There are many doubts and a lot of concern about the destination of the assets and bank accounts, but the directors fear that they will be arrested when they arrive at the Interior or the Attorney General’s Office, as happened to the president and vice president of Cosep, Michael Healy and Álvaro Vargasrespectively.

They also fear that when they get to manage, even if they are not arrested, they will include them —them or their relatives— in a list similar to that of the 94 expatriates.

“Nobody wants to expose themselves. I know that there is a lot of concern that they will be affected personally, so they prefer to wait until the waters calm down,” said one of the managers.

Despite the fear, there is a lot of management that someone must do. For example, to define what will happen to the Cosep headquarters, which is mortgaged with a commercial bank, which continues to collect its fees, for which businessmen wonder if by confiscating it, the Government will take charge of continuing to pay it, or they will just confiscate it.

“Supposedly, there are two months to liquidate everything. The Attorney General’s Office has been explaining to them that this is a dissolution process, and that the assets pass to the name of the State,” said the source.

Although most of those consulted assured that the bank accounts have been frozen, at least since Monday night, this source trusts that the chamber to which the company that it co-manages is affiliated will be able to use the money that remains in the bank to write off staff and vendors.

They wonder how to pay the workers

“We are also consulting with the lawyers what can be done with the rest of the money after paying bills,” he revealed.

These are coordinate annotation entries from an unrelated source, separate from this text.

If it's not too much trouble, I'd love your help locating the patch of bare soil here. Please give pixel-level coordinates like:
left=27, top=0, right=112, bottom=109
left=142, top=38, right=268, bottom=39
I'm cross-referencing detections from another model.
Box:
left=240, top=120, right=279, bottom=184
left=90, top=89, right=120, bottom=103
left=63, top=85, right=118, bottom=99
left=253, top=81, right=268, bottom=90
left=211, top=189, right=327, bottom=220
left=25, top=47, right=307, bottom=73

The aforementioned businesswoman hoped that they would have the possibility of paying the few personnel that still worked for the chamber in which her company was affiliated, based on the fact that “the law grants 72 hours to dissolve, dispose of resources and cancel liquidations due to dismissal , but they blocked the accounts,” he lamented.

“They are defining who to contact to proceed to pay the liquidations, because the ministerial agreement does not specify processes,” said the former director of one of the closed cameras.

The process is far from being the same for everyone, since the largest chambers have more staff to liquidate, and assets to deliver. Some have their own buildings, while others rented offices. Some operated with just three people, while others, much older, have a payroll of 70 employees to lay off.

Looking to the future, the option is to take advantage of technology to meet virtually, and coordinate business activities, but now as a group, not as chambers, to continue working on what the law allows, even if they can no longer, for example, continue having bank accounts.